Savage Flames
Page 58
That meant if he wanted a wife, he would have to go looking for one, and today was the first day of his search.
He would make certain the slaves were happy enough in their surroundings to remain while he was gone, even though there was no overseer. He had never given one thought to the slaves’ happiness before.
But now?
Now they were all he had to keep his plantation going. The tobacco fields were all but bare now, with the harvest almost complete. After he took the tobacco to market and got paid for it, he would decide whether or not to stay in that business, or sell the slaves off and try something else.
He would no longer think of Lavinia or the fact that she seemed to have chosen to give up everything in order to escape him!
“I don’t need her,” he grumbled. He slammed the bottle down on his desk. “With my money, I can get any lady I want.”
But he had one more thing to do before heading into town. He intended to put up posters letting the local women know that he was looking for a wife. There were many widowed women, and often they were left penniless.
Frowning, and cursing beneath his breath, Hiram took the stairs two at a time. When he reached the second-floor landing, he didn’t pause before going into Lavinia’s bedroom.
Just seeing her belongings made him angry all over again. He felt deeply hurt, too. He had wanted Lavinia as far back as when they were teenagers in Atlanta.
But his brother, with his sculpted face and suave manners, had been the lucky one. And now his brother was gone and Hiram still didn’t have Lavinia.
He couldn’t help it. Wanting her was eating away at him like a cancer. Even losing his eye had not been as devastating as knowing that he would never have the woman he loved, and had even killed for.
He went into a sudden fit of rage.
He went to Lavinia’s chifforobe and grabbed an armful of her clothes from it. He tore up what he could with his bare hands, then took scissors from her sewing basket and destroyed the rest. He continued until none of her beautiful clothes were left in one piece.
His heart pounding, his jaw tight, he went to a window and threw the shutters open, raised the window, then took the tattered remains and pitched them from the window to the ground below, all the while shouting obscenities.

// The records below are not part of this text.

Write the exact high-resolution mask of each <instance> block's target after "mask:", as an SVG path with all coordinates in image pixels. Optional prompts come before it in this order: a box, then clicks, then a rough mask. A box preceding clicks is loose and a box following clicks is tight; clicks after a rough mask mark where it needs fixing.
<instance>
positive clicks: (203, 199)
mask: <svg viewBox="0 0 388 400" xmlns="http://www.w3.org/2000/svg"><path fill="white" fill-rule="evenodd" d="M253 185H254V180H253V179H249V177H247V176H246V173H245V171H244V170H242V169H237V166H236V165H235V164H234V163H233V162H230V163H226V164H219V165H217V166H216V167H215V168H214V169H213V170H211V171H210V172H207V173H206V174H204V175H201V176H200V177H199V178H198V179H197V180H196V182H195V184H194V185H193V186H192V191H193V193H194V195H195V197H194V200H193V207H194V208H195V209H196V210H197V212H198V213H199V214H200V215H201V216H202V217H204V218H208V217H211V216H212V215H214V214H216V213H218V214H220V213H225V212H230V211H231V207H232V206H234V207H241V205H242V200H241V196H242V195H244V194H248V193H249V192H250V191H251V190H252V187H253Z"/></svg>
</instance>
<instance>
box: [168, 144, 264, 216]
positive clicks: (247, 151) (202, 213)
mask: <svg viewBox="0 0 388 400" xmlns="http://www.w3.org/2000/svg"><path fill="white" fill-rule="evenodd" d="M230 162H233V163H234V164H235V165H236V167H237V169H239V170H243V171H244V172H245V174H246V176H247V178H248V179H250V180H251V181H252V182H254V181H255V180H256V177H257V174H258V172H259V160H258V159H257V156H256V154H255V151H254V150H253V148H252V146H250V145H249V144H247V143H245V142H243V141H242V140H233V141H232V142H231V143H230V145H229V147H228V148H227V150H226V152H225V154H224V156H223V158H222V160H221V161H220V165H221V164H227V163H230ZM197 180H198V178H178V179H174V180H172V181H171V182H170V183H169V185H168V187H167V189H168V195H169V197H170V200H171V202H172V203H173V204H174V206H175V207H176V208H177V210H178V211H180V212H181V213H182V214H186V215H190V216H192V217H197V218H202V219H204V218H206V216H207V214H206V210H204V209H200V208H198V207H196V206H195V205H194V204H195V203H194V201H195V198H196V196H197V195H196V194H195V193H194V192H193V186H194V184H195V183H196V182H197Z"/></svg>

He stopped and stiffened when he saw that the slaves had stopped working and were looking up at him with wide, frightened eyes. Surely they had heard his rantings and seen him throwing the clothes out the window.
“What’cha lookin’ at?” he shouted. He doubled a hand into a tight fist and waved it above his head. “Get back to work. Do you hear? Or I’ll bring my whip out and set your skin aflame with it!”
They immediately went back to work, and he began to regret threatening them. There was the harvest to consider. He certainly couldn’t do it all by himself.
But he still couldn’t contain his anger. He broke everything in the room that could be broken, then ran down the stairs.
Dripping wet with sweat, and stinking from the mixture of perspiration and rum, he continued his rampage throughout the house. He broke anythingthat reminded him of Lavinia…all the things she had loved and enjoyed.
Even though he didn’t expect her to return and see what he’d done, he still got pleasure from doing it. When he was finished, he stood back and surveyed the destruction.
He wiped sweat from his brow with the palm of a hand, smiling when he saw just how far he had gone. Nothing Lavinia had loved was left intact.
Nothing!
And after he found a woman he could bring into this house as his wife, he’d let
her choose pretty things of her own to decorate the rooms.
Wanting to get on with finding a bride, Hiram went to the kitchen and poured some fresh, cold water from a pitcher into a basin. He splashed his face with it, then straightened his back and ran his fingers through his hair.
He hurried to the gun cabinet in the front hall, grabbed his rifle, and ran outside with it. He already had his pistol holstered at the right side of his waist, and had sheathed a knife at the other side.
He planned to go to the newspaper office in the nearest town and persuade them to print some posters that he could tack up here and there in town. Surely, in time some pretty, lonely thing would see one of those posters and come to investigate. He knew that once she saw the huge plantation house, the fields and slaves, he would have himself a bride.
The woman wouldn’t even care that he had onlyone eye and that he sweated “like a pig,” as some had described it.
Yep, the woman would see how she would be coddled as his wife. He would give her all the pretty clothes her little heart desired!
He hurried outside to the fields. He told each group of slaves that he would be leaving, but he wouldn’t be gone for long.